Discours du président Tshisekedi sur l’état de la nation : entre autosatisfaction et modération
Ce mercredi 11 décembre, le président Félix Tshisekedi a tenu le premier discours sur l’état de la nation de son second mandat. Devant les députés et sénateurs réunis en congrès, le chef de l’État a évoqué toutes les questions touchant à la vie de la nation. Pouvoir d’achat des Congolais, embouteillages à Kinshasa, situation sécuritaire dans l’Est, réforme constitutionnelle, … Le président a également vanté le bilan de son gouvernement tout en formulant de nouvelles promesses à l’endroit de la population. Que peut-on retenir de ce discours ?
Bonjour et bienvenue dans ce 49e épisode de la saison 4 de Po Na Biso, la capsule audio d'Ebuteli, institut congolais de recherche sur la politique, la gouvernance et la violence, et du Groupe d'étude sur le Congo (GEC) qui analyse, chaque semaine, un sujet d’actualité congolaise. Je m'appelle Naomie Moke, je suis fellow à Ebuteli. Nous sommes le vendredi 13 décembre 2024.
Dans un contexte politique marqué par le débat autour de la révision ou du changement de la Constitution et la dégradation continue de la sécurité dans l’Est, ce discours était très attendu par une bonne partie de l’opinion.
Sur le plan socio-économique, le président de la République s’est montré très satisfait des mesures de stabilisation du cadre macro-économique, avec la maîtrise du taux de change, la réduction des prix de certains biens et services. À cet effet, il a annoncé que « le gouvernement a suspendu la taxe sur la valeur ajoutée (TVA) et réduit les taux des droits, taxes et redevances sur huit produits alimentaires de première nécessité ».
Cette mesure demeure cependant conjoncturelle, car elle est fréquemment décrétée à l’approche des festivités de fin d’année. C’est pourquoi le président a insisté sur la nécessité de maintenir à 11% la part allouée à l’agriculture dans le prochain budget. Une telle mesure permettrait au pays, si les fonds prévus sont effectivement décaissés, d’exploiter ses nombreuses terres arables et réduire progressivement sa dépendance alimentaire vis-à-vis de l’étranger.
Les efforts déployés pour l’identification biométrique des agents de l’État et la rationalisation des cadres organiques ont été également salués par le président. Toutefois, Félix Tshisekedi a rappelé que la prochaine phase devra être la mise en place d’une politique salariale équitable et juste pour combattre les inégalités de traitement entre les agents.

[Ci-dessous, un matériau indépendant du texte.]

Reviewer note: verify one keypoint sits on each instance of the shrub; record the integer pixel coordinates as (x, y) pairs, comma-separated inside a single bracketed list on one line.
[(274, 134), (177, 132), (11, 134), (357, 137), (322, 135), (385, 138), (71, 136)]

Dans le domaine de la santé, le président a noté la poursuite de la mise en œuvre de la couverture santé universelle. Cette mesure a permis, selon lui, à « plus de 1,3 millions de femmes de bénéficier de ce service ». Déjà effective dans 13 provinces, l’accouchement gratuit s’étendra dans les restes des provinces du pays au courant de l’année 2025, a-t-il promis. Sauf qu’une bonne partie du personnel soignant est actuellement en grève.
Sur le plan sécuritaire, le président de la République qui n’a pas manqué de dénoncer l’agression rwandaise, a salué la détermination de forces armées et des Wazalendo ainsi que le soutien de la Communauté de développement de l’Afrique australe (SADC) qui auraient permis de repousser les agresseurs et leurs supplétifs en dehors de l’entité de Matembe. Pourtant, les rebelles, soutenus par l’armée rwandaise, n’ont fait qu’élargir les territoires qu’ils occupent dans le Nord-Kivu. En plus de Nyiragongo, Masisi et Rutshuru, le M23 a étendu son influence dans les territoires de Lubero et de Walikale, provoquant un afflux massif de déplacés internes.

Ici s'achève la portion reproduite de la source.